I like to think I’m in charge around here but the truth is that I’m way down the pecking order. Mother Nature is Numero Uno, followed closely by the kids and the cows.

A couple of hours ago, I turned up to check whether the cows had enough feed for the rest of the day and this is the greeting I received:

I didn’t need to look at the pasture. I just did as I was told and stuck a prop up under the fence wire.

Don’t worry – they weren’t actually starving but had eaten the pasture out nicely, leaving the 4 to 6 cm residual we dairy farmers are drilled to achieve by our “Professor of Crapology” leading DEPI’s Feeding Pastures for Profit program.

Crapology is the study of cow poo.
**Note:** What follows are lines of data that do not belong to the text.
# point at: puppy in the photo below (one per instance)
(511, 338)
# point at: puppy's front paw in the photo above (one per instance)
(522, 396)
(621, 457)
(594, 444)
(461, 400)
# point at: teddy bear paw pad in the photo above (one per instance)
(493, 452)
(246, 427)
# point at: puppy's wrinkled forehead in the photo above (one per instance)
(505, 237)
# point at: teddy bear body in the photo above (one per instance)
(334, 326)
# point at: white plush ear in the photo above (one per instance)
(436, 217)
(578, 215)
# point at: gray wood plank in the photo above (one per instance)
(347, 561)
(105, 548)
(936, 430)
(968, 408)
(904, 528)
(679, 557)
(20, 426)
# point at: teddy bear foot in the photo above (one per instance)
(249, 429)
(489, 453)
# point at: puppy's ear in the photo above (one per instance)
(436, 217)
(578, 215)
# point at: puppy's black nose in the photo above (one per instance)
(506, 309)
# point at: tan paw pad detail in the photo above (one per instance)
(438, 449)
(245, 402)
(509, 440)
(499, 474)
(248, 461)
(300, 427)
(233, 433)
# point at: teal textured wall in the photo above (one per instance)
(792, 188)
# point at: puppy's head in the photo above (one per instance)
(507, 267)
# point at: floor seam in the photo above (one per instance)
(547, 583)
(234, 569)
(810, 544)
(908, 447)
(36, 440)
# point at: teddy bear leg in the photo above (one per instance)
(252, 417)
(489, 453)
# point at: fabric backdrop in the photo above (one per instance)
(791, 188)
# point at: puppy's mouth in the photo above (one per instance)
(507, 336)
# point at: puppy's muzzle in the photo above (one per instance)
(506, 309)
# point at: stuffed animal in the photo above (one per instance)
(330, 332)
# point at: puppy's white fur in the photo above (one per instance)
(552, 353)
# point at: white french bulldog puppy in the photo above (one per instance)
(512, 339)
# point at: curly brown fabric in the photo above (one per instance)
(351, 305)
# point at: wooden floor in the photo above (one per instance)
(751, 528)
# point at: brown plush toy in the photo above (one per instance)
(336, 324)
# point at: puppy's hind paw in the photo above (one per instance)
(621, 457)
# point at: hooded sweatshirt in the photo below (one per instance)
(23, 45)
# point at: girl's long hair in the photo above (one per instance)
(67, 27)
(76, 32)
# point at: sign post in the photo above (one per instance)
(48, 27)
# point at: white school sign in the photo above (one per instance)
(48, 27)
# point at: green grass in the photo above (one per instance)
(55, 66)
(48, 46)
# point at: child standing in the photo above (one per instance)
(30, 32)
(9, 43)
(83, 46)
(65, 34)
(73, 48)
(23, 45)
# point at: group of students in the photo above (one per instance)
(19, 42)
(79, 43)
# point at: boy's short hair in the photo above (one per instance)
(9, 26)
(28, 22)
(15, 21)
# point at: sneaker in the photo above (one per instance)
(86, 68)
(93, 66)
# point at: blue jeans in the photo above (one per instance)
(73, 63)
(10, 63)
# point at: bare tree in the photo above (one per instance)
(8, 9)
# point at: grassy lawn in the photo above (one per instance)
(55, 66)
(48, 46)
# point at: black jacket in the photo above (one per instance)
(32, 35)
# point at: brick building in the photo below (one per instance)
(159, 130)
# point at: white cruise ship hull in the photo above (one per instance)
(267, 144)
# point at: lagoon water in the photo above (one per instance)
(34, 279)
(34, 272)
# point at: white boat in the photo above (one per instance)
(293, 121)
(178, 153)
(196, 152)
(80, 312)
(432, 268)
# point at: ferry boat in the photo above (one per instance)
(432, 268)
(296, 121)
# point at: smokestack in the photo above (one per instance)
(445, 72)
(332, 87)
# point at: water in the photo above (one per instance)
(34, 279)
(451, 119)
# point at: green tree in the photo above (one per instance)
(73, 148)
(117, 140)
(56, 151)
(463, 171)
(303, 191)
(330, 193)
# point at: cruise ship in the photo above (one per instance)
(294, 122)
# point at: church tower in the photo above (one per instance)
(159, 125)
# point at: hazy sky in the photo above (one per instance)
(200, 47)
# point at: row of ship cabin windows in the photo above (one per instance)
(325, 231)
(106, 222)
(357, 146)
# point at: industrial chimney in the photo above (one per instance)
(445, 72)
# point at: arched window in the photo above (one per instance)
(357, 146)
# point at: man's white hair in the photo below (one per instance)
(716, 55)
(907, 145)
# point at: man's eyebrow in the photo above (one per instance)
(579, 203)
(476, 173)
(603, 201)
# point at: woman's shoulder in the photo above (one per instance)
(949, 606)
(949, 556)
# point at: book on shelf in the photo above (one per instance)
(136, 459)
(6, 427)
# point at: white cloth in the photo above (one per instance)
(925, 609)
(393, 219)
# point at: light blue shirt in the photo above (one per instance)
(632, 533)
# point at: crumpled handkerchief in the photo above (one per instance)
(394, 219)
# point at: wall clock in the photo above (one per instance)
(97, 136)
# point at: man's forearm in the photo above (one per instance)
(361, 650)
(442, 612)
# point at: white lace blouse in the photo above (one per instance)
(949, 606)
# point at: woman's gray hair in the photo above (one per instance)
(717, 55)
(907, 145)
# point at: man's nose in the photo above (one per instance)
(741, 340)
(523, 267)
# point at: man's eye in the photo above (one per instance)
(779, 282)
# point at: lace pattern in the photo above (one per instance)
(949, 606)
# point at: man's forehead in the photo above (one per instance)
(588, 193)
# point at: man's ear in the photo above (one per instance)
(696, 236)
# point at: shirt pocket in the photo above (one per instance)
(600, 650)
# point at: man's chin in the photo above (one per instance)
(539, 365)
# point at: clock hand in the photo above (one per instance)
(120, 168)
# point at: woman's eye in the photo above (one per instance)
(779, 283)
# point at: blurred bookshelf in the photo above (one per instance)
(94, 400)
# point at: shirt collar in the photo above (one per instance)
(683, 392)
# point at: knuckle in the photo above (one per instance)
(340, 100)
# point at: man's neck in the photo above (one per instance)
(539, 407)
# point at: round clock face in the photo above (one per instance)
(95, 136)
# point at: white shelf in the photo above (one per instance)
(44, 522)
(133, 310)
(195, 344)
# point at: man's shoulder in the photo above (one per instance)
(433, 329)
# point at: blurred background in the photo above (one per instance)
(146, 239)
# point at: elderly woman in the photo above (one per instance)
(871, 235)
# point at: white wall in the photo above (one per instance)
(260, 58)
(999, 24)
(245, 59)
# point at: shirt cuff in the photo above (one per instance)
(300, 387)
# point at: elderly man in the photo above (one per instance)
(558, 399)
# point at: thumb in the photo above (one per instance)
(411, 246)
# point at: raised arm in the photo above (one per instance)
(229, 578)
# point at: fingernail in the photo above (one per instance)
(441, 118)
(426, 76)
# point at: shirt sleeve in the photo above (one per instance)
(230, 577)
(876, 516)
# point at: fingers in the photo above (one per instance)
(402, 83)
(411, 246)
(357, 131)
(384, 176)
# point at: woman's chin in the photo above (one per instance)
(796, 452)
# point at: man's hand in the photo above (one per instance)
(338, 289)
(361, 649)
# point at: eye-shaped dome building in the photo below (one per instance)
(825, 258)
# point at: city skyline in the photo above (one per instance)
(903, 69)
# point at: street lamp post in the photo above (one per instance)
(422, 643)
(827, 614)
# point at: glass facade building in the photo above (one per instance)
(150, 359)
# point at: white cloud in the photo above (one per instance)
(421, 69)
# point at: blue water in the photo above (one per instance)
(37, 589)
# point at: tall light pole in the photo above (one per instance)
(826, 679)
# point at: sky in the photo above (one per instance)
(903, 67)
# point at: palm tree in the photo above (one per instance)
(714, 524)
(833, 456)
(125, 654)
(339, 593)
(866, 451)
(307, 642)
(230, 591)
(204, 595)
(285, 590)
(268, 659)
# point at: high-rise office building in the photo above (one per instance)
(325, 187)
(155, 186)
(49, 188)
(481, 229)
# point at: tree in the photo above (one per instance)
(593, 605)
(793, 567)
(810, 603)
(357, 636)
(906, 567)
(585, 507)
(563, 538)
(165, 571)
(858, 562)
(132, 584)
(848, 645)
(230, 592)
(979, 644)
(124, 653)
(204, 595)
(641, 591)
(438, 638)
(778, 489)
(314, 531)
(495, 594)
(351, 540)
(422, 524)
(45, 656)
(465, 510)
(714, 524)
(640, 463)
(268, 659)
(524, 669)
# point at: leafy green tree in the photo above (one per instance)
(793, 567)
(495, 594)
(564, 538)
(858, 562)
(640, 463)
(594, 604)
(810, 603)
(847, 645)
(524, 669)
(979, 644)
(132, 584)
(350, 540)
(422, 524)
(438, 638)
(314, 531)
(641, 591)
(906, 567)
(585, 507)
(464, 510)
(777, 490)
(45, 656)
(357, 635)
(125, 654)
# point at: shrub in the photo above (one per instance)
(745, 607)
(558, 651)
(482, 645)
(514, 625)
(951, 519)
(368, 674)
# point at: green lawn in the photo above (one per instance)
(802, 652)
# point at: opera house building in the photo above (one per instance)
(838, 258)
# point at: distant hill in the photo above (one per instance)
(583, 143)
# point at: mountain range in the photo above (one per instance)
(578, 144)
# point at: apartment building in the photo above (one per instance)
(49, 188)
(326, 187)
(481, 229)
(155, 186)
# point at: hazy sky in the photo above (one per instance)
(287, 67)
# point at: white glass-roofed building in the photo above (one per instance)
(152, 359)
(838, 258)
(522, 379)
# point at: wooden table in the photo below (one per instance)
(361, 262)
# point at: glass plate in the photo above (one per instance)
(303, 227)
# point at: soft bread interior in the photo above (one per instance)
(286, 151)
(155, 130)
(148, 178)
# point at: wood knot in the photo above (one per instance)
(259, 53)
We need to be sure the cows haven’t eaten too close or too far from pats and conscientiously survey the consistency of their manure. Not too loose, not too firm, not too smelly and as little grain as possible in each gooey pie. “Just firm enough to stand your credit card up in it,” our farm consultant reminds me (and he wonders why I refuse to bring my purse on the farm tour).

Despite the protests, I think we got it pretty right but would you argue with a mob like that?

What kicked it all off: doing the Professor proud.

What kicked it all off: doing the Professor proud.

Jousting for poll position

Scuffles broke out right across the paddock as the weak winter sun lit the stage for a bovine pugilism festival. The cows were feeling magnificent and, unable to contain their energy, were ready to take on all comers.

jousting jousting2 jousting3

The kids and I love watching the cows “do butter-heads” and the cows seem to love it, too. For every pair or trio engaged in warfare, there will be a group of curious onlookers and one scuffle seems to inspire more outbreaks.

Does butter-heads have a serious purpose though? Yes, it does. The herd has a very structured pecking order. Cows come into the dairy in roughly the same order every milking and the smallest and most timid are inevitably last. Mess them up by splitting the herd into seemingly random groups for a large-scale vet procedure like preg testing and you can expect trouble. There are cows thrust into leadership positions who don’t want to go into the yard first and lots more poo than usual.

I am sure that in days gone by, these battles were often fought to the death. Strong, razor sharp horns with 550kg of muscle and bone behind them are fearsome weapons. Our calves have their horn buds removed as painlessly as we can manage it early on to avoid far greater traumas later in life and for our own protection.

Soon, they will be spared even this discomfort. Dairy cows are being bred “polled” (without horns) and, eventually, we will have a herd that is naturally hornless. It’s not easy finding suitable polled bulls yet but our breeding centre tells me that demand from dairy farmers for polled semen is now “huge”.

I have my eyes on a couple of German polled beaux for our ladies. I only hope we can get them in time for this year’s mating season.

Cow in the naughty spot

Cow in the Naughty Spot

In the naughty spot


This is the dairy’s naughty spot and this cheeky young cow spends a lot of time there.

She’s a clever little thing and has noticed that there’s often grain under the feed bails when her sisters become a tad overenthusiastic tucking into breakfast. She lurks in the exit race waiting for her chance to quite literally “clean up”. The problem with this is that nobody else can get past her and a traffic jam ensues.

This morning, Wayne’s shooed her away three times and tried squirting her with the hose but her behaviour has continued to be “not acceptable”, so here she is in the “naughty spot” (with apologies to Super Nanny). She’ll be allowed out when she writes “I will not get in the way” 50 times and all her sisters have left the dairy.